1887: Johnson & Johnson’s earliest products, which medical practitioners used for sterile surgical procedures, had a logo that looked like Johnson’s signature, featuring big loops on some letters with an ampersand connecting the first “Johnson” to the second one.
1890s: Johnson & Johnson’s logo started to be seen on horse-drawn carts that delivered products like medicated plasters and first aid kits to local consumers.
1921: As J & J’s business expanded, Johnson’s handwriting was used in a different manner—it was fitted into their products’ package design, including a new baby cream. Put simply, Robert Johnson’s signature inspired the J & J logo that’s on Johnson’s Baby Care products to date.

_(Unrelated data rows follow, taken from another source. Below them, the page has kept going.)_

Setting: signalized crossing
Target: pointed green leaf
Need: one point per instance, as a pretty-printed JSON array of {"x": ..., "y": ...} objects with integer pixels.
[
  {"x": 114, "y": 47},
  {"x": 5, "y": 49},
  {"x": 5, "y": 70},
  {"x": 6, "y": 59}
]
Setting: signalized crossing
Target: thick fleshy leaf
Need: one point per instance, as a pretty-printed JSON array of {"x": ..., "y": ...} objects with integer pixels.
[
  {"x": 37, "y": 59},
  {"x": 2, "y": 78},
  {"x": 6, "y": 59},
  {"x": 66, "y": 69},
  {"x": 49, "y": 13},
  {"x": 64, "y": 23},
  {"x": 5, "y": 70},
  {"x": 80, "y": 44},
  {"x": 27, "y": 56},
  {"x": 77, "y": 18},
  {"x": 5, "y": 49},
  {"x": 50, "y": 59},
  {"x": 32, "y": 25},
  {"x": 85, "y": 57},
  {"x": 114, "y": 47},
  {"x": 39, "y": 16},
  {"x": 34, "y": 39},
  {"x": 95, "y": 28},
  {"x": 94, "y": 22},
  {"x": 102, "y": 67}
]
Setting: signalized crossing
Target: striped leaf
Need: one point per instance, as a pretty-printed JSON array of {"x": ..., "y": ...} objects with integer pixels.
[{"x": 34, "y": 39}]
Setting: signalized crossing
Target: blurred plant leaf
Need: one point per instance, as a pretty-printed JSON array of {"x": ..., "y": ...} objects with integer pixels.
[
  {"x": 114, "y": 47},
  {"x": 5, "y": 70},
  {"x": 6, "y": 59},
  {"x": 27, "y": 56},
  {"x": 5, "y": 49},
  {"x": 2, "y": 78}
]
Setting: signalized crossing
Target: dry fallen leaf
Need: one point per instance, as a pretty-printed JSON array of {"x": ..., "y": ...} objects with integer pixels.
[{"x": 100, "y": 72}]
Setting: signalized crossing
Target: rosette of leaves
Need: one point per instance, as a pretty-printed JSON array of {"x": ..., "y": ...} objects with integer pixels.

1950s: From 1900s to 1950s, J & J products had logos in various styles—some of them were quite similar to the current J & J logo, while others resembled real handwriting. But from the 1950s onwards, Johnson & Johnson worked the logo into all of its packaging that consumers see today.
When China allowed Western businesses to set up shop in the country, the J & J logo was written in Chinese on the company’s products, including BAND-AID® adhesive bandages.
2011: In support of sustainability, Johnson & Johnson designed a pioneering solution for its Neutrogena leftover lipstick containers. “Lipstick walls,” portraying the firm’s logo, are now displayed in seven J & J locations in the United States, China, and Brazil.
2016: Johnson & Johnson introduced an animated variant of its logo on the company’s remodeled website, adding a touch of originality to the classic signature.
Johnson & Johnson Logo Design Elements
The J & J logo contains just the double family name of the company’s founders, connected with an ampersand. This element of visual identity shows that the company has a number of founders with the same surname, and they’re equally involved in the running of the business.
Moreover, there’s a tiny ligature between the double surname, suggesting an outstretched, friendly open palm of a hand.
The inscription is written in a font that looks like handwriting without tipping to the right side. The letters are lowercase, horizontal, and connected, with no capital letter used. The emblem has a simple color—red, with an accent on the company name on a white backdrop.